SummaryIn this Learning Path, we learn the basic concepts needed to start studying any country’s economy. Even though the analysis should start by assuming either a closed or open economy, this LP omits such concepts, and gives just the very basic notions required to study macroeconomics.
Gross domestic product (GDP) is the market value of all final goods and services produced within an economy in a given period of time. This means that we take into account the market value of products of a given country, including nationals and foreigners working in that country. This is the main difference with the gross national product, which considers goods produced only by nationals of a country, without considering their residence.
Note that GDP is calculated over a given period of time, which makes it easy to compare it with other periods or the GDP of other countries. It has also two important implications: goods resold are not considered in the GDP; and goods finalised but not sold are considered as inventory.
We can estimate it using one of three methods. The income approach considers all wages, interests paid, rent and other sources of income to estimate GDP. The production approach estimates gross value and then subtracts intermediate consumption, considered as goods and services used in the making of final goods and services. Finally, there is the expenditure approach, which looks at the demand side.
The expenditure approach considers total expenditure, considering everyone in the economy, such as households, firms and government. GDP (also denoted as Y, production) can be disaggregated into four big components that classify the nature of the expenditure. These components are consumption (C), investment (I), government spending (G) and net exports (NX). With all these variables we can define the following identity:
Y = C + I + G + NX
Any amount of money spent in an economy can be classify into one of the four components of the identity, taking into account the nature of the product, the buyer and the purpose of the spending.

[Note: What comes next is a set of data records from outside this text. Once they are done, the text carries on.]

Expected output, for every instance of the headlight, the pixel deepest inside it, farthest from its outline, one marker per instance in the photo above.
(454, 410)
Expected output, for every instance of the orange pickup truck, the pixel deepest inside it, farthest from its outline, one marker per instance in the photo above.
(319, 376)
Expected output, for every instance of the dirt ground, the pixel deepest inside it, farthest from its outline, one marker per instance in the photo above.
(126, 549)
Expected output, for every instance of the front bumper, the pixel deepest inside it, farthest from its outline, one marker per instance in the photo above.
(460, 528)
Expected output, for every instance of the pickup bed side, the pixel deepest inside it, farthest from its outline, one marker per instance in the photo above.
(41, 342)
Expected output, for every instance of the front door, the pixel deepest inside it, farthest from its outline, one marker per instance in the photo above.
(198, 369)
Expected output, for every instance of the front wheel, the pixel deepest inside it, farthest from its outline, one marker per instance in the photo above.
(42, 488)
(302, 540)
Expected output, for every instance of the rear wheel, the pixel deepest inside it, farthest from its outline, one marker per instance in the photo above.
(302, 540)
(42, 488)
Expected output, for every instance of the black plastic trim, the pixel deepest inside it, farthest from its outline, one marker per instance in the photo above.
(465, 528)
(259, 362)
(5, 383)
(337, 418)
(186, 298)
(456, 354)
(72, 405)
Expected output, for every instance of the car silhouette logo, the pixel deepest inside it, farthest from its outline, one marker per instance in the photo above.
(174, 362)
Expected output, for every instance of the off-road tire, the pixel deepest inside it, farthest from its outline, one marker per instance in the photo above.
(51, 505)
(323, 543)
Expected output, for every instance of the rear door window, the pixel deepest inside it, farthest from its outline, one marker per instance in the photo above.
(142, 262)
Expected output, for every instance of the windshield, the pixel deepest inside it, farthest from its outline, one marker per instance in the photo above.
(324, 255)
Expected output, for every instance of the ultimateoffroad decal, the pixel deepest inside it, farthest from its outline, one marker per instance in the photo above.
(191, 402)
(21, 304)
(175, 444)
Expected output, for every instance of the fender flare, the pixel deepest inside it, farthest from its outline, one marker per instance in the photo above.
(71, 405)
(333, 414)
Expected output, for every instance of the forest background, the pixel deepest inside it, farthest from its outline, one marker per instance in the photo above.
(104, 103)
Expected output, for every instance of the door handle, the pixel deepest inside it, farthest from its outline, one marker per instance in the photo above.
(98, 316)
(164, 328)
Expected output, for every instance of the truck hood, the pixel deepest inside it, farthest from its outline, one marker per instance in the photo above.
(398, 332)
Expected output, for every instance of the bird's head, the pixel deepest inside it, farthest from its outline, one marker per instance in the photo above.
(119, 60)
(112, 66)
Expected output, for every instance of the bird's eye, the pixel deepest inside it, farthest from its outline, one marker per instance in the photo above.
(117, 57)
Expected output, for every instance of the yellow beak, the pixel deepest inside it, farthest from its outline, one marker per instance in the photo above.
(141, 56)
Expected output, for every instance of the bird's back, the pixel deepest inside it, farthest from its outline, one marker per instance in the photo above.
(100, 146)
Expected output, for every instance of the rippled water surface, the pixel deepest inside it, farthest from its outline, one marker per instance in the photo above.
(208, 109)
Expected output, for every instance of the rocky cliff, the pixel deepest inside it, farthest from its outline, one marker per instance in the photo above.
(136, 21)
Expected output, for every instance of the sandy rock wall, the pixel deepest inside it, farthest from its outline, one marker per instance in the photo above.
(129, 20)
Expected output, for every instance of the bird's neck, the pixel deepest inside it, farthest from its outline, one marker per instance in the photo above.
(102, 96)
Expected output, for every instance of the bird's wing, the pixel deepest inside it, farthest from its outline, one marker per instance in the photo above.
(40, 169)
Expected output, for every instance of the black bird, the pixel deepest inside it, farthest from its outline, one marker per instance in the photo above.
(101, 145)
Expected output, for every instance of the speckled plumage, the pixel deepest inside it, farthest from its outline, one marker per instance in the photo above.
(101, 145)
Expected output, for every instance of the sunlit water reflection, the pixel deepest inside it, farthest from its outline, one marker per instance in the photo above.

The evolution during the years of a country’s GDP shows the performance of its economy. When GDP is bigger year after year, we can consider it as a sign of a growing economy. Inflation must be considered when analysing gross domestic product, in order to differentiate nominal and real GDP. Nominal GDP considers only current prices, while real GDP is calculated using prices of a base year, in order of eliminate the effects of inflation
Additionally, if we look at the GDP per capita, dividing the GDP between that country’s total population, we can compare the living standards among countries. However, this measures does not completely represent the welfare of a country’s population, since other things must be taken into consideration.